IHATEIHATESTARWARS.COM!!! (Score:1)
Okay! Okay! You win! (Score:1)
Last week, my site was mentioned on slashdot. (I run the DFC on my site, along with a bunch of other stuff, thank you...sigh...) Several people sent me mail, saying "whooaaa, look out, slashdot effect, man, look out for the slashdot effect." And I'm looking at my logs, thinking, "What effect?" I do a pretty brisk amount of traffic already, and those mentions increased my traffic by, oh, maybe 25%. Blip level.
So, added to the fact that seeing the phrase "slashdot effect" so many times was getting my auto-anti-groupmind circuits kicking in, I was like, "pfft. Slashdot. Pfft. Effect. Pfft."
And, of course, this thing gets posted, and immediately my traffic goes up 500%. Uhhuh. Thank you, God, thank you so bloody much.

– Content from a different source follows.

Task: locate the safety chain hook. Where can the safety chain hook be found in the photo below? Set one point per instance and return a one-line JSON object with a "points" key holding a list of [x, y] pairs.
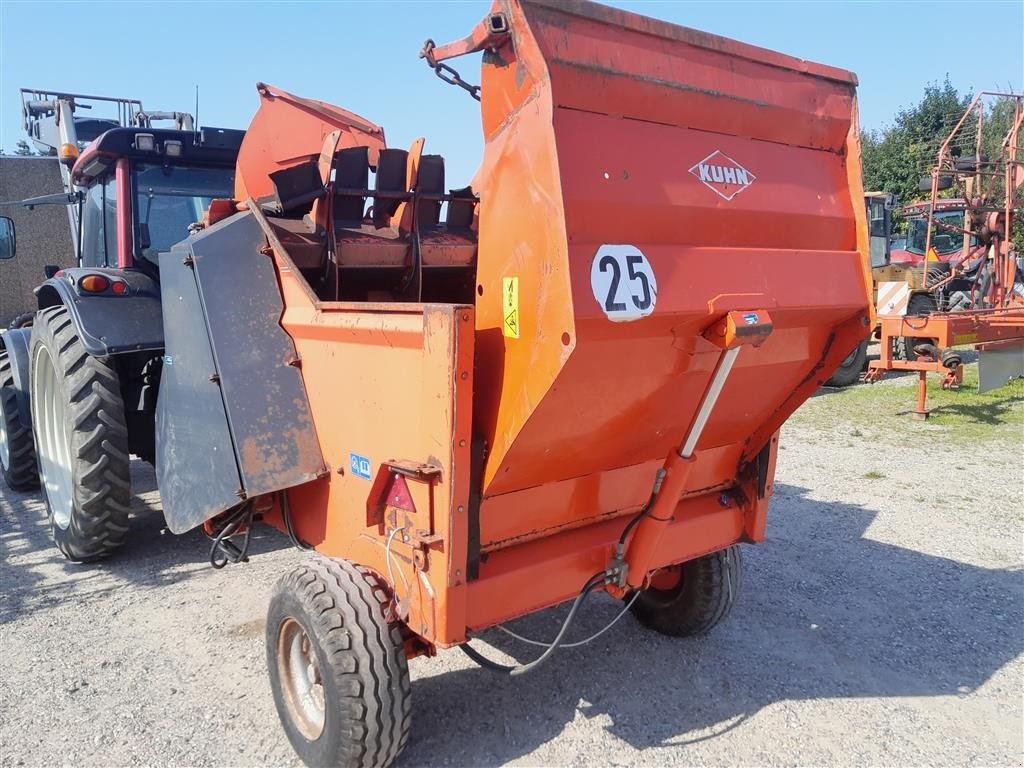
{"points": [[448, 74]]}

I forget, but I think my server's only sitting on a 256K pipe just now. What a mess that was. I'm temporarily sending that traffic over to spinnoff.com, which is at a provider that doesn't limit bandwidth (hee hee hee! stupid morons). Hope y'all come back later, ya hear?
Unpronouncable? (Score:1)
This is because you're used to saying "slashdot". Probably very few people who read this message still say the "http" part, but many of my clients do, for some reason. (Although the majority also assume "www" is at the start of every machine name on the Web. Go figure.) So, for the standard person, they pronounce it like this:
"aitch tee tee pee colon slash slash slash dot dot com."
Which, yeah, would be confusing, if you're in the habit of using all that noise anyway.